A Typical Essential Day

13 Jan 2013

Download Cheat Sheet here

UP AND ABOUT

  • Get out of bed when the alarm clock chimes
  • Drink a large glass of water with a squeeze of lemon/lime juice in it. Add psyllium as optional extra.

BREAKFAST

  • If you didn’t prepare this the night before, then get out all ingredients on kitchen surface. Anything to boil, get it going.
  • Morning ablutions
  • Eat or package up
  • Take morning supplementation (which might include multivitamin, fish oil, flax)
  • Morning mirror affirmation (naked and/or clothed) – as simple as a look up and down, or even as much as self-motivational mumbo jumbo of any degree to motivate you onwards and upwards
  • Leave for work

WORK

  • Food in the fridge
  • Get your pint glass of water on the table
  • Make a cuppa (tea/coffee, herbal tea, fresh tea)
  • NEATly keep on your toes as much as possible.

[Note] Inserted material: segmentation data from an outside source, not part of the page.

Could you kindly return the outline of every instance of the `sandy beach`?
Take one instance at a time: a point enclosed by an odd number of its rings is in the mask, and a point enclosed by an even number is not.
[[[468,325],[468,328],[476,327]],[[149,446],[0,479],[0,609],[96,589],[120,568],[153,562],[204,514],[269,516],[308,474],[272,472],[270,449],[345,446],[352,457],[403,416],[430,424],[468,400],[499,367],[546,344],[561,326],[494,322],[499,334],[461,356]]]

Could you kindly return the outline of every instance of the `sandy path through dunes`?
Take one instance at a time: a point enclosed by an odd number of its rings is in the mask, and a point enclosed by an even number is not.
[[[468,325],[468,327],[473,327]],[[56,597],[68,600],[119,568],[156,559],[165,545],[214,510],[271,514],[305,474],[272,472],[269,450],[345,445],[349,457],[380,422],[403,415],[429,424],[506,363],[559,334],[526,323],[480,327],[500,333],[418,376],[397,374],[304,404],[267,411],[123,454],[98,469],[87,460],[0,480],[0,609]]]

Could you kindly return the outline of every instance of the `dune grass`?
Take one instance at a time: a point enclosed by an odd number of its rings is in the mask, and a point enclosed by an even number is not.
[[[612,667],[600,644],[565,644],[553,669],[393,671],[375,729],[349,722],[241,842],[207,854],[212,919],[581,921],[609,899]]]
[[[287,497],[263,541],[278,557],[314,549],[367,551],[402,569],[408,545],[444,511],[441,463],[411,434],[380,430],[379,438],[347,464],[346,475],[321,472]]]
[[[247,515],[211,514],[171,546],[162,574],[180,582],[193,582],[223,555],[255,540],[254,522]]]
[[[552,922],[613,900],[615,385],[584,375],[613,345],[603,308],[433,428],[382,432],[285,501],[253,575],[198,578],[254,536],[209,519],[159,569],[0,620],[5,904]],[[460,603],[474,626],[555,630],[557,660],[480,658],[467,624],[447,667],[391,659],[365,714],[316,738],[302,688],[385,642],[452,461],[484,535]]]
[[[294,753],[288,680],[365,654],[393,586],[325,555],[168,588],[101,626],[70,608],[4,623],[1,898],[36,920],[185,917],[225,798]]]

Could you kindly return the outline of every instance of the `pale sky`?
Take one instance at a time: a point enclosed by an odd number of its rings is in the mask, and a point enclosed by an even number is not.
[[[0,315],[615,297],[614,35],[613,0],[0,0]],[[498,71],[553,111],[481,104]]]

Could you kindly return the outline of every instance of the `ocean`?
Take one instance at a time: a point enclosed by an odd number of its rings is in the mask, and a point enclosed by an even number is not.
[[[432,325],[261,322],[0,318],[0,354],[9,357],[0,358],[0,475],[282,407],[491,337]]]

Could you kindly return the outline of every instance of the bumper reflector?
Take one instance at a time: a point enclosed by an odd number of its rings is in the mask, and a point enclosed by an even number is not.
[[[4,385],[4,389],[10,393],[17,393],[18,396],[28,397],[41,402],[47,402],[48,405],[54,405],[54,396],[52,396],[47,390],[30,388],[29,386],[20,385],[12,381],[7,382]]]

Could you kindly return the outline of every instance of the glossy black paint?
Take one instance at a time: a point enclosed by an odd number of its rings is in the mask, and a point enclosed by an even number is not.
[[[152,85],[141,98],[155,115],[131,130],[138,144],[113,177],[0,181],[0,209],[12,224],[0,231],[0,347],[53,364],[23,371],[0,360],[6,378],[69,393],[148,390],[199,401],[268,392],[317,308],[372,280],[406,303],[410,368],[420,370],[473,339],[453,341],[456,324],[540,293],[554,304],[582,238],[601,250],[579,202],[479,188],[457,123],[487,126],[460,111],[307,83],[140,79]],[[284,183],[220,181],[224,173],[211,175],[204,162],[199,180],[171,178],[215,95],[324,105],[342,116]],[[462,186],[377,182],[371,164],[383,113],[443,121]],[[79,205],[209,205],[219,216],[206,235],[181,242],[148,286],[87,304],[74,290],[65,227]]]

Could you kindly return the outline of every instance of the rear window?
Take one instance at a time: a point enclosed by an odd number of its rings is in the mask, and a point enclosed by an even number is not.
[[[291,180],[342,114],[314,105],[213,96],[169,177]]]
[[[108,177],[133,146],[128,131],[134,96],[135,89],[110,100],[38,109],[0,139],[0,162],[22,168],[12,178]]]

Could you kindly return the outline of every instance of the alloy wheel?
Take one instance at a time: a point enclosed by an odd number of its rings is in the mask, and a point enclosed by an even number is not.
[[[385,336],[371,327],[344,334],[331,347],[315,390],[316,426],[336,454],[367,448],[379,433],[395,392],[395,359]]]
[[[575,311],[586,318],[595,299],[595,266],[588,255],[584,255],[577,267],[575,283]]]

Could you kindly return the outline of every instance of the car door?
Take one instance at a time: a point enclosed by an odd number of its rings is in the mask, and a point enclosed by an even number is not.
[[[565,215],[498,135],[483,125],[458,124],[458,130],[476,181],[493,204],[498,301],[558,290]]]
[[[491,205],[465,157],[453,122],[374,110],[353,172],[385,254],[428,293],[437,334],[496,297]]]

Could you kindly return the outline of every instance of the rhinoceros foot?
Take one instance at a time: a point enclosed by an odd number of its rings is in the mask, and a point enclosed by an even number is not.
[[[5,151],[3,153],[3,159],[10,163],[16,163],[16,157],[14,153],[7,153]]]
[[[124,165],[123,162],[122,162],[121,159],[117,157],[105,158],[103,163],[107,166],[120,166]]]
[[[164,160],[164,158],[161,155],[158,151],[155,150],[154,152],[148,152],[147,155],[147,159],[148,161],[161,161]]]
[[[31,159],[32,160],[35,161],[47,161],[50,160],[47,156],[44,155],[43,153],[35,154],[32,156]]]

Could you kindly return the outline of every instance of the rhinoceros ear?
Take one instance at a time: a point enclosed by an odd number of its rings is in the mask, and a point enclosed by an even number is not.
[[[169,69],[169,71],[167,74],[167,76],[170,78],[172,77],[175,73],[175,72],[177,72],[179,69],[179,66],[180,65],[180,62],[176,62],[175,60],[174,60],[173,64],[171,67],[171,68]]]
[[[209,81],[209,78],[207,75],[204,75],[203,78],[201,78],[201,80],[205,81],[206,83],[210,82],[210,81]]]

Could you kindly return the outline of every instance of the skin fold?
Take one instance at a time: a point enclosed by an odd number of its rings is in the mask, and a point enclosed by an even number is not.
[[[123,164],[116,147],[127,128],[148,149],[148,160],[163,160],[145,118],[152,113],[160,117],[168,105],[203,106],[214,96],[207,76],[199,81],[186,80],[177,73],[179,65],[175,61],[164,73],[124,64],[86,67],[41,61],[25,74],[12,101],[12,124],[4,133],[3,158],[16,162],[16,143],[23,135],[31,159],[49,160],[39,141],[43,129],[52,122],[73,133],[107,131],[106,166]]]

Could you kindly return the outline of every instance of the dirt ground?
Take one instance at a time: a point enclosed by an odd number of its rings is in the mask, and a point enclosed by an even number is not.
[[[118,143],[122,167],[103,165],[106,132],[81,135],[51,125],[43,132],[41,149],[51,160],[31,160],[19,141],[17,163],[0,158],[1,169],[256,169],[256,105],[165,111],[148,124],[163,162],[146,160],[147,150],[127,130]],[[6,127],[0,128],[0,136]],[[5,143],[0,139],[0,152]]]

Maintain good posture when seated.
  • Mid-morning snack
  • 15-30 minute brisk walk (to the shops, or market, or park)
  • Lunch
  • Get your pint glass of water on the table
  • Make a cup of herbal tea
  • NEATly keep on your toes as much as possible. Maintain good posture when seated.
  • Mid-afternoon snack

EVENING

  • If you have not fitted it into your working day already, then do required exercise.
  • Get the food out – start preparing/cooking
  • Start planning and preparation for tomorrow : multi-tasking will save you time now and brain drain tomorrow morning. Whatever you can be chopping, peeling, washing, preparing, cooking, etc. for tomorrow’s breakfast/lunch/evening meal now whilst today’s evening meal is frying/steaming/boiling/roasting the better.
  • Eat (preferably calmly, with family, and enjoy. Chew. Taste. Enjoy)
  • Set the scene for tomorrow regarding your health, your family, your work.